Let p_Burden,l,k be the P value of Q_Burden,l,k, p_SKAT,_l,k be the P value of Q_SKAT,_l,k, and p_ACAT–V,l,k be the P value of Q_ACAT–V,l,k (k = 0, ⋯ , K; l = 1,2). We define STAAR-Burden (STAAR-B), STAAR-SKAT (STAAR-S), and STAAR-ACAT-V (STAAR-A) as $T_{S T A A R - t e s t} = \sum_{l = 1}^{2} \sum_{k = 0}^{K} \frac{t a n \{(0.5 - p_{t e s t, l, k}) π\}}{2 (K + 1)}$ , and the corresponding P value is calculated by $p_{S T A A R - t e s t} \approx \frac{1}{2} - \frac{\{a r c t a n (T_{S T A A R - t e s t})\}}{π}$ , where $t e s t \in {B u r d e n, S K A T, A C A T - V}$ . The STAAR-O test statistic is defined as

T_{S T A A R - O} = \frac{1}{3} [t a n \{(0.5 - p_{S T A A R - B u r d e n}) π\} + t a n \{(0.5 - p_{S T A A R - S K A T}) π\} + t a n \{(0.5 - p_{S T A A R - A C A T - V}) π\}]

and the corresponding P value is calculated by

p_{S T A A R - O} \approx \frac{1}{2} - \frac{\{a r c t a n (T_{S T A A R - O})\}}{π} .

In gene-centric and sliding window analysis, we use the STAAR-O test for each analysis unit.

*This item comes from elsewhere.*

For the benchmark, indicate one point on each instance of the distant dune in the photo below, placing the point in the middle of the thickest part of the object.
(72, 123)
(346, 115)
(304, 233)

Dynamic window analysis using SCANG-STAAR

The STAARpipeline performs dynamic window analysis using the SCANG-STAAR procedure, which extends the dynamic window rare variant test procedure SCANG by incorporating multiple variant functional annotations using the STAAR method. Under the global null hypothesis, there is no variant associated with the phenotype across the genome. Under the alternative hypothesis, there exists at least one region associated with the phenotype. SCANG-STAAR procedure provides a valid test by using the minimum value of the P value of all candidate moving windows of different sizes

p_{m i n} = \min_{L_{m i n} \leq | I | \leq L_{m a x}} p (I),

where p(I) is the P value of region I, |I| is the number of variants in a window I, and L_min and L_max are the smallest and largest number of variants in the searching windows, respectively. For SCANG-STAAR-S and SCANG-STAAR-B procedures, p(I) is the STAAR-S and STAAR-B P value of window I, respectively. For SCANG-STAAR-O, (𝐼) is the omnibus P value of STAAR-S and STAAR-B calculated by ACAT method³⁸. Similar to the SCANG procedure, SCANG-STAAR controls the genome-wise type I error rate at a given α level by using the αth quantile of the empirical distribution of p_min as an empirical threshold ℎ(α, p_min, L_min, L_max)¹⁹. We reject the null hypothesis if the P value of any window is smaller than ℎ(α, p_min, L_min, L_max). If this results in only one window, the detected window is $\hat{I} = {argmin}_{L_{m i n} \leq | I | \leq L_{m a x}} p (I)$ . If this results in multiple overlapping windows, we localize the signals as the window whose P value is smaller than both the threshold and the windows that overlap with it.

Conditional analysis

The STAARpipeline performs conditional analysis to identify RV association independent of known variants. We first select a list of known variants by including the trait-associated variants identified in literature, for example, variants indexed in GWAS Catalog³⁹ or significant variants in large-scale GWAS. The significant variants detected in individual analysis using the same data could also be added into the known variants list to ensure the RV signals are not captured by the significant individual variants. We then use the following stepwise selection strategy to select a subset of independent variants representing the known variant list as the variants adjusted in the conditional analysis:

Calculate the individual P value of all variants in the known variants list and select the most significant variant.
For each step, calculate the P values of all the remaining variants conditional on the variant(s) that have already been selected. For each variant, we only condition on the selected variants within a specified region of that variant, such as the +/− 1-Mb window.
Select the variant with minimum conditional P value that is lower than the cutoff P value, for example, 1 × 10⁻⁴.
Repeat steps 2–3 until no variants can be selected.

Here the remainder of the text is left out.